To determine the rightful holder of the
document;
2.
To make every effort to obtain consent from the
privilege holder, that is the “client”;
3.
To request that the client sign a declaration if
he or she manifests the intention to waive solicitor-client privilege;
4.
To seal the document, if it is not sealed, and
appropriately mark it; and
5.
To make every attempt to obtain legal advice
from another source.
[23]
The Policy also provides that in the mail
examination context, the procedures to protect any potential solicitor-client
privilege should be invoked as soon as an officer views documents to which
solicitor-client privilege is attached and before a seizure is made under the
Act.
[24]
There is no evidence before me that this system
is not working or is putting an excessive burden on lawyers, and there is no
issue before me questioning the system’s compliance with the Canadian
Charter of Rights and Freedoms. More importantly however, there is
evidence that there has been no application for return of the Identity
documents under section 254 of the Regulations, an administrative recourse
where the solicitor-client privilege concerns raised by the Applicant would, or
could, normally have been addressed.
[25]
It is trite law that the failure to exhaust
administrative avenues of redress may constitute a bar to a judicial review
application being considered (Harelkin v University of Regina, [1979] 2
SCR 561, at 574; Alberta (Information and Privacy Commissioner) v Alberta
Teachers’ Association, [2011] 3 S.C.R. 654, at para 23-26). In the peculiar
circumstances of this case, I conclude that it does.
[26]
The Applicant contends that the issues of
solicitor-client privilege raised in this case are of such importance that they
trump such a bar. In the context of this case and for the reasons already
given, this proposition carries no weight.
[27]
Finally, assuming that the Applicant has
standing to raise solicitor-client privilege from a privilege-holder
standpoint, the claim of such privilege in the circumstances of this case is
highly problematic. As is well established, in order for solicitor-client
privilege to apply, three conditions need to be met : (1) there must be a
communication between solicitor and client; (2) the communication must entail
the seeking or giving of legal advice; and (3) it must be intended to be
confidential by the parties (Maranda, above at para 42). As is also well
recognized, not everything that happens in the solicitor-client relationship
falls within the ambit of privileged communications (Foster Wheeler Power
Co. v Société intermunicipale de gestion et d'élimination des déchets (SIGED)
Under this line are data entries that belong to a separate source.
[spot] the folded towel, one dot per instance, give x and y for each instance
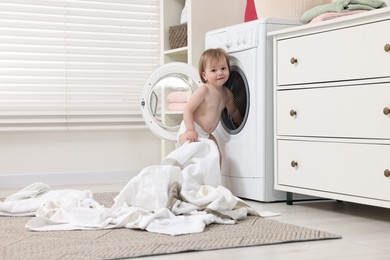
(177, 97)
(340, 6)
(333, 15)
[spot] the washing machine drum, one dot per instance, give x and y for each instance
(237, 83)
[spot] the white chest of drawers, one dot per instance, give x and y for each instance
(331, 109)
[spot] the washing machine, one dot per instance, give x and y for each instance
(247, 150)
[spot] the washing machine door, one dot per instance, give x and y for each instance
(164, 96)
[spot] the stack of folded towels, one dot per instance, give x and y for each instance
(177, 100)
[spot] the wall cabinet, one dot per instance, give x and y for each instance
(332, 109)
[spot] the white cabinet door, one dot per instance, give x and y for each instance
(349, 53)
(343, 168)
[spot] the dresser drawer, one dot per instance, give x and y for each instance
(343, 168)
(350, 112)
(349, 53)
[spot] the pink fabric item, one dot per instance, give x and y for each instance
(333, 15)
(177, 97)
(176, 106)
(250, 11)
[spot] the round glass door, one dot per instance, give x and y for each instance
(164, 96)
(238, 84)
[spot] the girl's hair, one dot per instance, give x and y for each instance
(209, 56)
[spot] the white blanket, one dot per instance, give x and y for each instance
(180, 196)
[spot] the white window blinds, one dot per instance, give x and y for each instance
(75, 64)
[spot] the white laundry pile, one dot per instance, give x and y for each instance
(180, 196)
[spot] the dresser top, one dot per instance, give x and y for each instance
(341, 22)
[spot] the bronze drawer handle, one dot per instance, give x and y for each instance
(387, 47)
(386, 111)
(293, 60)
(293, 112)
(294, 164)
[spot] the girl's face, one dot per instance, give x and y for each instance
(216, 72)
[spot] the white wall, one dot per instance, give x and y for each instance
(75, 157)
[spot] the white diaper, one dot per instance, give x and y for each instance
(198, 129)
inc., 2004 SCC 18, [2004] 1 S.C.R. 456, at para 37; Maranda, above at
paras 30 and 42).
[28]
On the basis of these criteria, one wonders how
the Identity documents, which were obtained from a third party for the stated
purpose of being joined to an application for permanent residence to be filed
with a government agency, namely Citizenship and Immigration Canada, could be
considered as a communication “intended to be
confidential by the parties” or even as a
communication “between solicitor and client.” I am not persuaded that
they are.
[29]
The application for judicial review is
dismissed.
[30]
The parties are given until February 17, 2015,
to file and serve written submissions on whether this case raises a serious
question of general importance as contemplated by subsection 74(d) of the Act.